Sur les réseaux sociaux, devenus tribunaux sans filtre ni procédure, ces voix bruyantes étouffent les murmures des vraies souffrances. Celles qui ont vécu l’horreur, en silence, parfois des années durant. Celles qui, avec courage, osent enfin parler, bravant la honte, le regard des autres, et parfois même les représailles. Elles apportent des preuves. Elles demandent justice. Elles méritent tout notre soutien.
Mais à côté d’elles se dressent ces fausses héroïnes, ces prédatrices médiatiques qui manipulent la douleur, généralisent la haine contre un genre, et travestissent la vérité. Elles ne dénoncent pas : elles règlent des comptes. Elles ne militent pas : elles profitent. Elles ne parlent pas pour les autres : elles crient pour elles-mêmes.

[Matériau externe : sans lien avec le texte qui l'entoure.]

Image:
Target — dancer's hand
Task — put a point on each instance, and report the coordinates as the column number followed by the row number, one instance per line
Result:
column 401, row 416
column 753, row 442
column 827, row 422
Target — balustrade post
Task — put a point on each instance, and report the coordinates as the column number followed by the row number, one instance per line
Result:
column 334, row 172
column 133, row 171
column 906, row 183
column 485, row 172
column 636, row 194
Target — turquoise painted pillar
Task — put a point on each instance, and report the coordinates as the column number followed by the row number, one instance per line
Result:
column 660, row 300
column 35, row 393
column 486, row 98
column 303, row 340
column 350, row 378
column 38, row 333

Et c’est là le vrai danger. Car à force de brouiller les pistes, ces usurpatrices sapent la crédibilité de toutes les victimes. Elles jettent le doute, alimentent les fantasmes d’une société déjà réticente à croire les survivantes. Pire encore : elles pourraient décourager d’autres femmes de parler, par peur d’être assimilées à ces caricatures toxiques.
Il est temps de dire les choses clairement :
Oui, la violence conjugale existe.
Oui, elle détruit des vies.
Oui, elle doit être dénoncée et combattue.
Mais non, toutes celles qui crient ne sont pas des victimes.
Non, toute attaque publique ne vaut pas témoignage.
Non, le faux témoignage, la diffamation et l’instrumentalisation ne sont pas des formes de lutte : ce sont des délits.
Dura lex, sed lex : la loi est dure, mais c’est la loi. Et elle doit protéger les vraies victimes autant qu’elle doit punir les fausses.
Tant que nous laisserons les masques danser sur les plaies encore ouvertes des survivantes, nous serons tous complices d’un autre type de violence : celle du mensonge et de la trahison morale, de la supercherie ou de simples canulars.